A lawyer for Mr. Lindberg, Brandon McCarthy, said in an opening statement that the businessman’s donations were prompted by a question from North Carolina Insurance Commissioner Mike Causey at one early meeting: “What’s in it for me?”
But U.S. government lawyer James C. Mann told jurors the case is about “bribery, pure and simple."
Specifically, he said, Mr. Lindberg promised $2 million in campaign money for the replacement of a senior regulator who was overseeing Mr. Lindberg’s insurers with someone he deemed more favorable. He needed “a clean bill of health” for his life insurers so he could make more acquisitions to further expand his conglomerate, Mr. Mann said in his opening statement.
A self-proclaimed billionaire, Mr. Lindberg bought life insurers in the U.S. and abroad beginning in 2014 and lent at least $2 billion of their assets to entities he controlled. North Carolina regulators took control of four of the insurers last June, and those insurers have since asked a state court to appoint a receiver over hundreds of Mr. Lindberg’s private entities that owe them money.

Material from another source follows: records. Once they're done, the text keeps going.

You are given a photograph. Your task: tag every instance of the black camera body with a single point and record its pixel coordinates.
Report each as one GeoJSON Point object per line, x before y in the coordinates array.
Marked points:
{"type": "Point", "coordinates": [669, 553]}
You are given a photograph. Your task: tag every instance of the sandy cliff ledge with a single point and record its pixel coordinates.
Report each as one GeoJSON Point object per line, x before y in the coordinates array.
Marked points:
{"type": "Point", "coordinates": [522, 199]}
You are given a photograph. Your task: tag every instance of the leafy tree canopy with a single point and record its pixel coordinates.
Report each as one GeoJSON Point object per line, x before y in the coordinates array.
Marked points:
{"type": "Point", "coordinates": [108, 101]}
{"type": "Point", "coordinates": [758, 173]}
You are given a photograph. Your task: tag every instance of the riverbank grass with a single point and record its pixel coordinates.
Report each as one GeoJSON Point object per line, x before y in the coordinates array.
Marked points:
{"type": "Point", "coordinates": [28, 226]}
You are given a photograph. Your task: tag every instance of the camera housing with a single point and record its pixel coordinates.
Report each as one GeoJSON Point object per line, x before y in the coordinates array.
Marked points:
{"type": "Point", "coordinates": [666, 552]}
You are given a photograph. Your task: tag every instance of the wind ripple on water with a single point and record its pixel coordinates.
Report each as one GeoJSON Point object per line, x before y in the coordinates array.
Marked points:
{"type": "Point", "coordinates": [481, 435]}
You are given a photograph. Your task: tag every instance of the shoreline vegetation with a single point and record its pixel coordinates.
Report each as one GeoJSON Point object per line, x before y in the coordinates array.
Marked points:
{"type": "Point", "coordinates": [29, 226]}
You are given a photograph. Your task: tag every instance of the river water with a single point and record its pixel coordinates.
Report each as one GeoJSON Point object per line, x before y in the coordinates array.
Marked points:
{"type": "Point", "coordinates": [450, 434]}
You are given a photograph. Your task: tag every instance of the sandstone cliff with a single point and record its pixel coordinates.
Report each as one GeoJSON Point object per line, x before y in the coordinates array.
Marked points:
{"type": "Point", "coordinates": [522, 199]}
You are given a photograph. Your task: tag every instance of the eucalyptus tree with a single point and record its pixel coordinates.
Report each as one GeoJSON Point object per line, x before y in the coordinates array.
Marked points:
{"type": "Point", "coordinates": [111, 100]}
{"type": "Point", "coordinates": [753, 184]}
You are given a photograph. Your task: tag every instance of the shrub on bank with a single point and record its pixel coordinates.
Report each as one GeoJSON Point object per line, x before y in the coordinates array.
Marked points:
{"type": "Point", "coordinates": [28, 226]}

Mr. Lindberg’s insurance empire was the focus of a February 2019 investigative article in The Wall Street Journal. A separate federal probe is continuing to investigate potential fraud in Mr. Lindberg’s business dealings, filings show.
The bribery trial began Tuesday with selection of jurors, in a case that could bring up to 20 years of jail on one charge, and 10 years on another.
This week, Mr. Lindberg has spent hours quietly sitting at a table flanked by lawyers. Two co-defendants are at adjacent tables, each with at least three attorneys.
In another sign of the large amount of money being spent on defense, four mock jurors are sitting in the courtroom to give feedback to Mr. Lindberg’s team.
The setting is a wood-paneled, high-ceilinged courtroom rich in history, but it lacks big screens and other modern technology for viewing and listening to the dozens of secretly recorded videos and phone calls that form the core of the government’s case. Those videos and phone calls were recorded in 2018 by Mr. Causey, under the direction of federal officials.
With prosecutors, defendants, their lawyers and jurors focused on small screens, the government has played about a dozen recordings so far. Defense lawyers are expected to question Mr. Causey Monday, seeking to persuade jurors that he overstepped boundaries prohibiting authorities from inducing people into wrongdoing, so-called entrapment.
The recordings came about after Mr. Causey, who was elected in November 2016, approached federal officials in late 2017 with concerns about the Lindberg insurers’ unorthodox investment strategy. He was also unnerved because Mr. Lindberg’s consultant, John D. Gray, who is a co-defendant, had told him that Mr. Lindberg wanted to aid his 2020 re-election, he testified this week.
So far in the recordings, jurors have heard Messrs.Lindberg and Gray repeatedly criticize the deputy commissioner who was overseeing the Lindberg insurers. They told the commissioner they supported robust and stringent regulation, but the deputy was unqualified to understand the insurers’ investments. She was “ruining my reputation” with other state regulators with malicious statements, Mr. Lindberg asserted.
Mr. Causey has said publicly that the deputy, Jackie Obusek, is a knowledgeable and able regulator. In the recordings, Mr. Causey defended Ms. Obusek as well-intentioned as she pushed for more detail about Mr. Lindberg’s investments. But he told the businessman he was open to replacing her—and thus came the question about how he would benefit.
From then on, Mr. Causey repeatedly asked Messrs. Lindberg and Gray about the size and nature of contributions to aid his 2020 re-election.
At first, Mr. Lindberg suggested Mr. Causey hire one of his employees, a former International Business Machines Corp. executive named John V. Palermo Jr., now the third co-defendant.
Some weeks later, Messrs. Lindberg and Causey deemed Mr. Palermo’s hiring problematic, and discussed transferring oversight of his insurers to another insurance-department deputy commissioner.
Entrapment can occur when a person with no intent to commit a crime is induced or persuaded by law-enforcement officers or their agents to commit the offense. Mr. Lindberg’s lawyers say in a filing that Mr. Causey “had strong motivation to entrap Mr. Lindberg” as he “was a major supporter” of the former insurance commissioner, Wayne Goodwin, whom Mr. Causey narrowly defeated.
Mr. Lindberg sought to do “whatever is within the bounds of North Carolina elections law,” his lawyer told jurors.
A fourth defendant, Robin Hayes, a former congressman and former chairman of North Carolina’s Republican Party, has already pleaded guilty to a single count of lying to the Federal Bureau of Investigation.